対数化した人口密度と公共交通人口カバー率の相関は 0.722。人口密度が高い地域ほど、公共交通でカバーされる人の割合が高い傾向だった。

人口1,000人当たりの乗用車・軽自動車保有台数との相関は -0.933。人口密度が低い地域ほど、自動車保有が多い傾向はさらに明瞭だった。

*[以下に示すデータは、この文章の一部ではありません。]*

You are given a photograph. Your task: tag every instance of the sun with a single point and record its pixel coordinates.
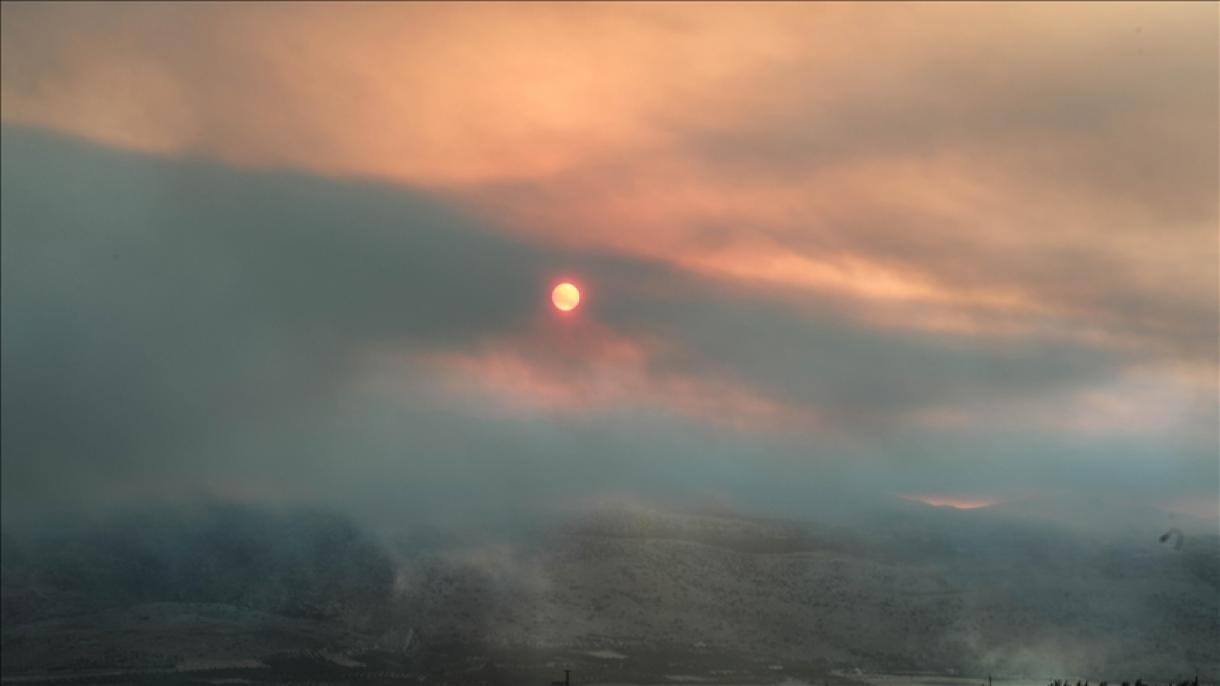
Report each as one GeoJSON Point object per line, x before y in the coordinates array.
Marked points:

これは、以前の「高齢化率と公共交通」の分析ともつながる。

高齢者も車を運転する。車があるうちは不便を感じなくても、運転をやめた後に、買い物や通院の距離が急に重くなるかもしれない。

自分や親の暮らしに置き換えると

確認したいのは、自治体全体の人口密度だけではない。

  • スーパーや病院まで、車なしで行けるか
  • バスは通っているだけでなく、使いたい時間に走っているか
  • タクシー、送迎、移動販売など別の手段があるか
  • 家族や近所に頼れなくても生活を続けられるか
  • 5年後、10年後も今のサービスが残りそうか

「人が何人いるか」より、「必要な場所までどう移動できるか」のほうが、毎日の生活には大切だ。

今回、データを掛け合わせて見えたこと

人口密度が低い地域ほど高齢化率が高く、自動車への依存も強い傾向だった。

しかし、人口密度が低いこと自体が問題なのではない。

今回のメッセージを一言でいえば、こうなる。

人の少なさより、暮らしに必要な場所がどれだけ離れているかを見る。

人口密度は答えではなく、移動、買い物、医療をもう一段深く調べる入口だった。

今回の要点

  • 高齢化率と人口密度の相関は-0.713
  • 対数化した人口密度との相関は-0.805
  • 人口密度が高い地域ほど公共交通カバー率が高い傾向
  • 人口密度が低い地域ほど自動車保有が多い傾向
  • 市町村面積には山林も含まれるため、数字だけで暮らしやすさは判断できない

よくある疑問

相関-0.805なら、人口密度が高齢化を防ぐのですか

そうとは言えない。二つの数字が逆方向に動く傾向は強いが、原因を示すものではない。若い世代の転入や住宅開発など、別の要因が関係している可能性がある。

人口密度が低い自治体は暮らしにくいですか

一概には言えない。中心部に生活機能が集まっていたり、車や送迎サービスが使えたりすれば暮らしやすい場合もある。

次に何を調べますか

山林などを除いた可住地人口密度や500m人口メッシュを使い、住居から店、病院、駅、バス停までの距離を確かめたい。


出典

  • [総務省統計局「令和2年国勢調査」](https://www.stat.go.jp/data/kokusei/2020/kekka.html)
  • [国土交通省「国土数値情報 行政区域データ」](https://nlftp.mlit.go.jp/ksj/gml/datalist/KsjTmplt-N03-v3_1.html)

※相関関係は因果関係を示さない。人口密度は市町村全域の面積で計算しており、実際の居住地の密集度とは異なる場合がある。